In the first study, which links e-cigarettes to alterations in lipid profiles, Sana Majid, M.D., a postdoctoral research fellow at Boston University School of Medicine, and colleagues compared cholesterol, triglycerides, and glucose levels in healthy adult nonsmokers, electronic cigarette smokers, and dual electronic cigarettes and traditional cigarette smokers (dual smokers). (AHA oral presentation Mo3106)
The 476 participants from the "Cardiovascular Injury due to Tobacco Use" (CITU) study were aged 21-45 years, free of cardiovascular disease and taking no daily medications. They included 285 traditional cigarette smokers, 94 nonsmokers 45 electronic cigarettes smokers and 52 dual smokers.
Electronic cigarette users were predominantly dual or former smokers and were overall younger, with more men and fewer blacks in the group.
Traditional cigarette users had lower high-density lipoproteins (HDL) levels and higher levels of glucose, total cholesterol, low-density lipoproteins (LDL), and very-low-density lipoprotein vs nonsmokers.
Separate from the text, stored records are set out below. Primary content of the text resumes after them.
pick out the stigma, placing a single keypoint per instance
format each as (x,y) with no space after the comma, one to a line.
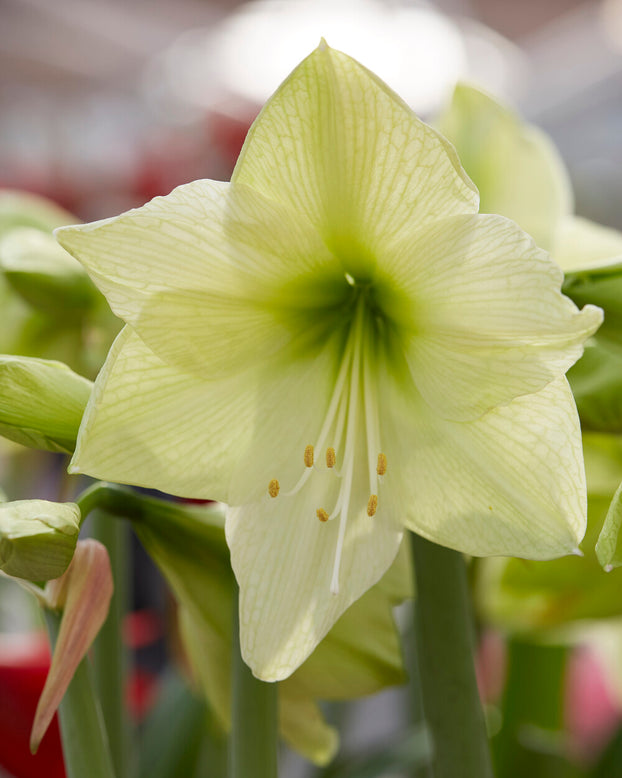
(350,433)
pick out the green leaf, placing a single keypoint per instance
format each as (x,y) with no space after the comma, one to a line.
(174,733)
(515,166)
(45,275)
(603,287)
(542,597)
(361,655)
(596,382)
(609,545)
(37,538)
(23,209)
(41,402)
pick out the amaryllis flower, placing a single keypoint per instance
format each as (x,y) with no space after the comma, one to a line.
(337,346)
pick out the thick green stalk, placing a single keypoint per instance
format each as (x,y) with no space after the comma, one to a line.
(254,720)
(445,642)
(85,742)
(109,653)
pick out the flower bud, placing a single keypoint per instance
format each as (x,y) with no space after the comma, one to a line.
(37,538)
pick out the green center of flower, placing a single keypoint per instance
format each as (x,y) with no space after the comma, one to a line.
(350,429)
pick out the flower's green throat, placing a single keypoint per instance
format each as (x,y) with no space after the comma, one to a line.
(349,437)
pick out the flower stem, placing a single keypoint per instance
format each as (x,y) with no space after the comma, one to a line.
(253,741)
(109,653)
(445,641)
(85,742)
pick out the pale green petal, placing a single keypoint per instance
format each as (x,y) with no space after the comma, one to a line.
(150,424)
(44,274)
(489,322)
(37,538)
(194,559)
(283,560)
(509,483)
(342,148)
(609,545)
(516,167)
(41,402)
(584,245)
(24,209)
(362,653)
(213,277)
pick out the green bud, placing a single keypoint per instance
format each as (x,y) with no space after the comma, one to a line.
(44,274)
(603,287)
(37,538)
(41,402)
(22,209)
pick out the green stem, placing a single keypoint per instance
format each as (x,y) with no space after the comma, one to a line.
(85,743)
(109,653)
(253,742)
(445,641)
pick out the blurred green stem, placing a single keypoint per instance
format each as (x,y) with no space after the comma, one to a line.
(445,644)
(85,743)
(254,727)
(109,652)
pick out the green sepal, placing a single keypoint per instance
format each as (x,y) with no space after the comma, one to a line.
(361,655)
(596,382)
(23,209)
(41,402)
(609,545)
(45,275)
(37,538)
(542,598)
(515,166)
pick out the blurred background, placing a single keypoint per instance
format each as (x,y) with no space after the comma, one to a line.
(105,104)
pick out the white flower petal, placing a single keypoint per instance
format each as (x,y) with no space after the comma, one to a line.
(150,424)
(488,319)
(342,148)
(213,277)
(283,560)
(509,483)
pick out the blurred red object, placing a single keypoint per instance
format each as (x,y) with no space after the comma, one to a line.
(592,712)
(24,664)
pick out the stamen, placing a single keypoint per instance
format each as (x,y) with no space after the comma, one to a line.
(346,487)
(321,514)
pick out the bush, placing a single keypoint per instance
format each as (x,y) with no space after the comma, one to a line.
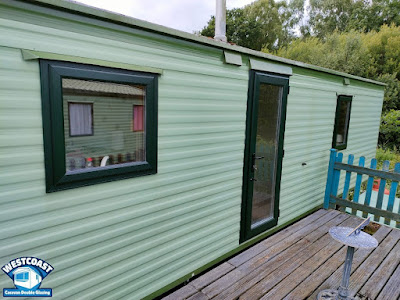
(389,132)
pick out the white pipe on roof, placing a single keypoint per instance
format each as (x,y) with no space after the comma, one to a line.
(220,21)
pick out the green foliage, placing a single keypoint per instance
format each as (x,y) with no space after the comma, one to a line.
(392,92)
(374,55)
(326,16)
(390,155)
(360,37)
(390,129)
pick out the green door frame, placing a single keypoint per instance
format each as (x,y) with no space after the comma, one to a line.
(256,78)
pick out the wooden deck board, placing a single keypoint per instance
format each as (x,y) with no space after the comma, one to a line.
(299,261)
(333,281)
(292,266)
(392,287)
(267,265)
(381,275)
(330,270)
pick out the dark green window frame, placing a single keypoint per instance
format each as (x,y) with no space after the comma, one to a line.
(338,116)
(51,73)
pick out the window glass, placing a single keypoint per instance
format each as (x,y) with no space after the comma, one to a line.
(80,119)
(342,121)
(99,117)
(138,118)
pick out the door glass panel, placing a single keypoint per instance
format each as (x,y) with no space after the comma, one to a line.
(266,155)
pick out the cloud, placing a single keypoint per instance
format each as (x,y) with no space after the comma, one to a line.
(185,15)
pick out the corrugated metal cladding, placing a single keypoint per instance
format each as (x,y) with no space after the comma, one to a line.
(308,136)
(132,237)
(129,237)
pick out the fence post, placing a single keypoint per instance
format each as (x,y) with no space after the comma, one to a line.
(329,179)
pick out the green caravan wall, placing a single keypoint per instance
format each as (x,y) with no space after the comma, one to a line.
(309,129)
(131,237)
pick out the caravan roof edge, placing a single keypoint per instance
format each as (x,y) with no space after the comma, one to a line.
(75,7)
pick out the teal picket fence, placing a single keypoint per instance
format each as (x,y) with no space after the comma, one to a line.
(376,201)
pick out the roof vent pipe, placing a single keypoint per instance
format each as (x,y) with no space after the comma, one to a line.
(220,21)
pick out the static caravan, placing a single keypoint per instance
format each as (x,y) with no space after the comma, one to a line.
(135,156)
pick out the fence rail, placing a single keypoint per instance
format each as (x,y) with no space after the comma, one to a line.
(378,204)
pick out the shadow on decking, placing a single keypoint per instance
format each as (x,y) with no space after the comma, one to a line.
(299,261)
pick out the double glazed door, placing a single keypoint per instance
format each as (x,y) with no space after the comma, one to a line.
(266,112)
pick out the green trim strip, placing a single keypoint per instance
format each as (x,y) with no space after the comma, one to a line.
(233,58)
(96,13)
(31,55)
(270,67)
(228,255)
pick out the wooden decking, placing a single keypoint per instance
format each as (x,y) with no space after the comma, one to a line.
(299,261)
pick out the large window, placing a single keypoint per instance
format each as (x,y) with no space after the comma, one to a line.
(100,124)
(342,122)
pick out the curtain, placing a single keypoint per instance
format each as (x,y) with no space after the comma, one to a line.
(80,119)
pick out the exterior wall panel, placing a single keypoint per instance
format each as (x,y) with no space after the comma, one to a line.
(131,237)
(134,235)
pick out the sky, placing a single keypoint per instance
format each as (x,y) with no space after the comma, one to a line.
(185,15)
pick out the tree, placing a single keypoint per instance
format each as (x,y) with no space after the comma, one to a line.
(262,24)
(374,55)
(326,16)
(389,136)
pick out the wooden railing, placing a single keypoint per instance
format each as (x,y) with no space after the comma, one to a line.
(376,208)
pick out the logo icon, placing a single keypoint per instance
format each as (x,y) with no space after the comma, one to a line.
(27,274)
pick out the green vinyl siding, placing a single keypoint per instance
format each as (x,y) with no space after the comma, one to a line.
(308,135)
(155,229)
(159,228)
Exclusive electronic cigarette use remained associated with elevated total cholesterol, triglycerides, and LDL vs nonsmokers (all P<.05) in multivariate regression models adjusted for age, race, and sex. Dual cigarette use was associated with lower HDL-C (P<.01).
The findings suggest that traditional cigarette smokers who concurrently use or switch to electronic cigarettes may not experience appreciable metabolic benefits. "Although primary care providers and patients may think that use of e-cigarettes by smokers makes heart health sense," Dr. Majid stated. "...the best option is to use FDA-approved methods...along with behavioral counseling."
In the second study, "Coronary endothelial dysfunction more persistent with e-cigarette use," coronary vascular dysfunction associated with electronic cigarette was found to be worse than from smoking traditional cigarettes (AHA oral presentation Sa3199).
E-cigarettes purportedly deliver a lower dose of nicotine per inhalation vs combustible cigarettes and thus have been marketed as a safer alternative. However, authors write in their abstract: "Each e-cigarette inhalation delivers an aerosolized bolus of poorly-characterized ultrafine particles with potential cardiovascular effects that remain unclear."
To assess coronary vascular function, authors analyzed change in myocardial blood flow after acute exposure among self-reported chronic electronic cigarette (n=10) and chronic tobacco cigarette (n=9) users, aged 24-32 years. After overnight abstinence, acute increase in myocardial blood flow was measured via myocardial contrast echocardiography after exposure to one use (15 puffs in 7 minutes) of a popular electronic cigarette or one cigarette (Camel Filtered) while participants were at rest and again during post-handgrip cuff ischemia.
For traditional cigarette users, myocardial blood flow increased modestly after inhalation then decreased with subsequent stress. And, for electronic cigarette users, myocardial blood flow decreased both at rest and after handgrip stress suggesting chronically abnormal coronary vascular function.
“We were surprised by our observation of the heart’s blood flow being reduced at rest, even in the absence of stress, following inhalation from the e-cigarette,” said study co-author Susan Cheng, M.D., MMSc, MPH, director of Public Health Research at Cedars-Sinai Medical Center, Los Angeles.
“Providers counseling patients on the use of nicotine products will want to consider the possibility that e-cigs may confer as much and potentially even more harm to users and especially patients at risk for vascular disease,” she said.